How to make a difference in your life using a wider lens.

Key points

  • You can allow yourself to be in the present with a systemic zooming in and out lens as a basis for self fulfillment
  • To enhance a more fulfilling sense of self and relational enjoyment be in the present, in a supportive environment, able to adjust.
  • Celebrate all the possibilities that will allow you to experience what it means to be interdependent.

I would like to share a process from my forty years of practicing systemic therapy that has enabled me to help those who want to create “differences that make a difference,” as the late anthropologist Gregory Bateson would say. It is not a model or map, which lacks context, but a guide to better experiencing traveling your unique journey.

Here is where a multitude of possibilities emerge to enhance a more fulfilling sense of self and relational enjoyment.

Kenneth Silvestri (c)
Kenneth Silvestri (c)

Be in the Present

Using a wider lens is an ongoing endeavor that creates perspective. It is a commitment to avoid being static. It is a way to go beyond the inevitable double binds we face daily.

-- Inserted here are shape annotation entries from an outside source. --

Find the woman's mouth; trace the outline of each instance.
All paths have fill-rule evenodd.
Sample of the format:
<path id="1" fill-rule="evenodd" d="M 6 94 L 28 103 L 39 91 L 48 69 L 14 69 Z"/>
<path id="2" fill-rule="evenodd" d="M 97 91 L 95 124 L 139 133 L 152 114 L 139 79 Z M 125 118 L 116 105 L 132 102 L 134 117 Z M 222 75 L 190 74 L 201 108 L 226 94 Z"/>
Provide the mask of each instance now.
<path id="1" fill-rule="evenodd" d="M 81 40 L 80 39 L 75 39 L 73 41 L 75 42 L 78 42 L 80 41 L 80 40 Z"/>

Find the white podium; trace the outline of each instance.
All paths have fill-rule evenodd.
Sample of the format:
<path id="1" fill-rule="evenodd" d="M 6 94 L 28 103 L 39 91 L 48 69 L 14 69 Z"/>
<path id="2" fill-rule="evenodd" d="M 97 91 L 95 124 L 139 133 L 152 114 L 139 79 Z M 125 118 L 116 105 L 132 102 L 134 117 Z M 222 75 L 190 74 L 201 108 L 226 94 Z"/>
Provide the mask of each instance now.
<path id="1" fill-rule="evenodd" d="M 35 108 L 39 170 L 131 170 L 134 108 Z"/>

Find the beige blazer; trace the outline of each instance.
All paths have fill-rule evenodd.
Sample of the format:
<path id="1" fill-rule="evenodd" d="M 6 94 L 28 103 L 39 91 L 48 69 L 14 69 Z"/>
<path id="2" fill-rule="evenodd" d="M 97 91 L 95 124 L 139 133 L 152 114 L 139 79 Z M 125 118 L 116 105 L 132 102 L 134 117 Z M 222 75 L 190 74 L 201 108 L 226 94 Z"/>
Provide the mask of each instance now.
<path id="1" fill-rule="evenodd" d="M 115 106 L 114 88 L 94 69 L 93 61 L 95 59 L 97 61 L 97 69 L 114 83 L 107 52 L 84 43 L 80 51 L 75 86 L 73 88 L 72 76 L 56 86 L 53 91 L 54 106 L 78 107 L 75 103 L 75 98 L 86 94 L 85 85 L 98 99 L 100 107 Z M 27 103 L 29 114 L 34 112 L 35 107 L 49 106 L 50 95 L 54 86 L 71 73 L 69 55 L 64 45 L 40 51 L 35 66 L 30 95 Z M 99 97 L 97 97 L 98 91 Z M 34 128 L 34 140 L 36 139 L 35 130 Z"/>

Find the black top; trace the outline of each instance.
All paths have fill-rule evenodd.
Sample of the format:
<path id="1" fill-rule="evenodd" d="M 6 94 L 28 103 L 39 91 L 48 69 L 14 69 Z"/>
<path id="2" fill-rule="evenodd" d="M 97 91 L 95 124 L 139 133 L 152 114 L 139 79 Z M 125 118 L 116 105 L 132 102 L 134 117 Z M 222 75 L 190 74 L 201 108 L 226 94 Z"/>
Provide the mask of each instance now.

For instance, imagine that you have immediate access to a built-in camera lens that zooms in and out, a stereoscopic tool to be used whenever you need it.

Use it to view any issue where you may feel stuck or have a personal challenge that is of concern. This lens forms a peripheral understanding of all around you, side to side, up and down, and in and out.

Select a core grievance that you would like to resolve. Take a few deep breaths and relax your body from head to toe. Using all your senses, describe how it affects you at this moment. Now zoom out with your lens, taking note of the many contexts that surround you, your room, family, community, world issues, etc. Ponder how these contexts are interdependent. After a few moments, zoom back into your original concern. In what ways do you now describe it? How may it now be different?

When you create an ecological perspective, as you just did, you can better take an inventory of how your temperament can make use of your skills and humbly recognize your own weaknesses. Ask yourself if you are making any assumptions, taking things personally, or thinking irrationally. At this moment, you can assess what it is that you need to change to make a difference. In other words, what is it that you are not getting in life that brings you pain or disappointment? Then consider how you can create a context to make changes.

Since it inevitably takes two to know one, consider focusing as well on your relationships. Do they consist of win-win collaborative dialogues like a volley on a tennis court? This is different from the prevalent cultural adversarial situations we may be used to. Remember that you (and the world itself) are more than the sum of its parts. This means that what is in between you and any relationship are nuances of the whole of your existence and beyond.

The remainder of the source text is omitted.